Even before the Brexit vote was known, the Association of Residential Letting Agents (ARLA) and the National Association of Estate Agents (NAEA) both predicted a fall in demand for accommodation in the private rented sector and a general fall in house prices following a decision to leave the EU, according to a report in the Guardian newspaper on the 19th of May 2016.

The reasons given was the likely reduction in demand at lower ends of the housing market as fewer immigrants were present and in need of housing. These effects are most likely to be felt in the Greater London area, according to most reports.

The impact on landlords

This view was echoed after the event by a report on the Mortgage Strategy website dated the 15th of July 2016, which suggested that some 40% of landlords were worried about the negative impact on their buy to let businesses, following the vote to leave the EU.

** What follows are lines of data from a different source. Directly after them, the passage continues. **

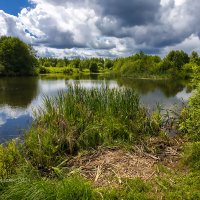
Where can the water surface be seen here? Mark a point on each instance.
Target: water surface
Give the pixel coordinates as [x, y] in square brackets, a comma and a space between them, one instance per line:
[19, 96]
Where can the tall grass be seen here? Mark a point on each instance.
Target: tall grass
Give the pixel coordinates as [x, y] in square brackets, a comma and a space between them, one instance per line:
[81, 119]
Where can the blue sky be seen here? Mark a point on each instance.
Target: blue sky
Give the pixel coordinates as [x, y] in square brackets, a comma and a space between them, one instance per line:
[13, 7]
[103, 28]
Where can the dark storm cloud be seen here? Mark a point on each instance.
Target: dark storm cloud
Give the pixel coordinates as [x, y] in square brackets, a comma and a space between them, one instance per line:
[58, 40]
[130, 12]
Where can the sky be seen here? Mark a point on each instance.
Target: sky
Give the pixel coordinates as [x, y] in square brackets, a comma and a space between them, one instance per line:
[103, 28]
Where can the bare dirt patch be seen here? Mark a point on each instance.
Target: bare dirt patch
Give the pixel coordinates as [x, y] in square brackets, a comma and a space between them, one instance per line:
[111, 166]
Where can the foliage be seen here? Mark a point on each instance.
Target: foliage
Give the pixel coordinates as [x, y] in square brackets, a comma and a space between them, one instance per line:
[16, 57]
[93, 67]
[83, 119]
[9, 159]
[190, 122]
[191, 155]
[179, 186]
[72, 188]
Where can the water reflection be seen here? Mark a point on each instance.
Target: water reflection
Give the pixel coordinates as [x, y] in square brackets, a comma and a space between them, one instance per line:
[19, 96]
[18, 91]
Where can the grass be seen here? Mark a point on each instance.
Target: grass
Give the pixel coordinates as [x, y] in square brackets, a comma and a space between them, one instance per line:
[81, 120]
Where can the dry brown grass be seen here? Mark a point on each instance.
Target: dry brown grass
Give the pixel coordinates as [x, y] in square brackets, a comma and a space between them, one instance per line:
[110, 166]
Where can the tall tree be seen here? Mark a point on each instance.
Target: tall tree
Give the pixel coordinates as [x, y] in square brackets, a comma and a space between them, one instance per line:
[16, 57]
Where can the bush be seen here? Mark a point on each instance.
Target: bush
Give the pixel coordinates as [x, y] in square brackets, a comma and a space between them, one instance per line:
[82, 119]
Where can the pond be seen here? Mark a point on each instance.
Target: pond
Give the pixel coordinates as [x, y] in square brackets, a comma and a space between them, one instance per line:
[19, 96]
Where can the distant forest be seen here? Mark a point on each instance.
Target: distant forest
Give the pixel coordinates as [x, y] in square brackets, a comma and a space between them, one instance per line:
[18, 58]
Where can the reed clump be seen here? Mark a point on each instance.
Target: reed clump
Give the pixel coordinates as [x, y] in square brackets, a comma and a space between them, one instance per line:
[81, 119]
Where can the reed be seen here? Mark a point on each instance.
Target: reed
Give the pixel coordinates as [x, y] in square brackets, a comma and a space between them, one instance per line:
[81, 119]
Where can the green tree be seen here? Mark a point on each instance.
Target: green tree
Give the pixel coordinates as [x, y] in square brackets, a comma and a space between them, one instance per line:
[94, 67]
[16, 57]
[194, 58]
[178, 58]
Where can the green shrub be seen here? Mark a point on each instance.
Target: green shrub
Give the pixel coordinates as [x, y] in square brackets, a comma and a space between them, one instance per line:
[10, 159]
[191, 156]
[81, 119]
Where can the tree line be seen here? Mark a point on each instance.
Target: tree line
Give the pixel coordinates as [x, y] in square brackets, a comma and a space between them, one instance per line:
[18, 58]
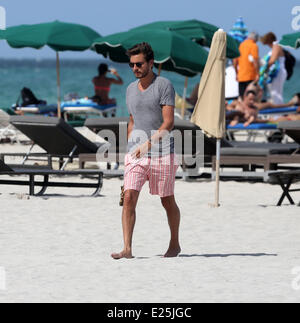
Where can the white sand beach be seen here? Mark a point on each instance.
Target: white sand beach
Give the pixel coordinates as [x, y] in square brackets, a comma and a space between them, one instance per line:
[57, 248]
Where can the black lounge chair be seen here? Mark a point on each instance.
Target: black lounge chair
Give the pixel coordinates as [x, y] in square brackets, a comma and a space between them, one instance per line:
[291, 128]
[46, 173]
[55, 136]
[285, 180]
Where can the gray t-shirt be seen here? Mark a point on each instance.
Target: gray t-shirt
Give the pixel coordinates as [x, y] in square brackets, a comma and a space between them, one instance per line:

Fewer migrants from the EU means a smaller pool of prospective tenants, according to one respondent, so more properties were likely to be empty and landlords might struggle for longer to find tenants. A period of general uncertainty about the availability and cost of buy to let mortgages, taxation and the performance of the construction industry were also mentioned as areas of particular concern.

But the picture is by no means clear, with landlords as apparently divided as the electorate as a whole about the pros and cons of remaining in or leaving the EU. Some 43% of landlords maintained a positive outlook, in the belief that the decision to leave the EU would have little or no effect on their buy to let businesses.

Buy to let mortgages

The availability and cost of buy to let mortgages is, of course, a major concern for prospective and existing landlords – especially after the announcement last year that tax relief on the interest paid for such mortgages is to be phased out by 2017.

In terms of the market’s response to Brexit, however, it might be helpful to look to Specialist Lending Solutions for some of the more immediate consequences. In a report dated the 4th of July 2016, for instance, these specialist lenders referred to recent movements in the interest rate coverage (IRC).

The IRC combines both debt ratios and profitability ratios of lending on buy to let mortgages. It is used to assess how easily an applicant landlord is able to pay the interest on an outstanding buy to let mortgage. The IRC is calculated by dividing total rental income (before interest and taxes) during a specified period by the amount the landlord needs to pay in interest over the same period.

According to Specialist Lending Solutions, this IRC may be moving towards a percentage of 145%. The effect of this is likely to be that buy to let landlords in future may need to put down an average of 40% by way of deposit when purchasing buy to let properties in major cities across the country.

In some cities the size of the required deposit may be even higher. Worcester, Cambridge and Chichester received particular mentions with likely requirements for deposits of 61%, 60% and 59% respectively.

If the move towards 145% IRCs is confirmed, this is likely to lead to considerable difficulties for many individuals to enter the buy to let market and may even force some existing landlords to sell up.

Finally, however, it must be repeated that the eventual, lasting impact of Brexit on buy to let landlords, at the moment remains unknown. Some of the indicators may be pessimistic, yet there might still be room for optimism. Time will tell.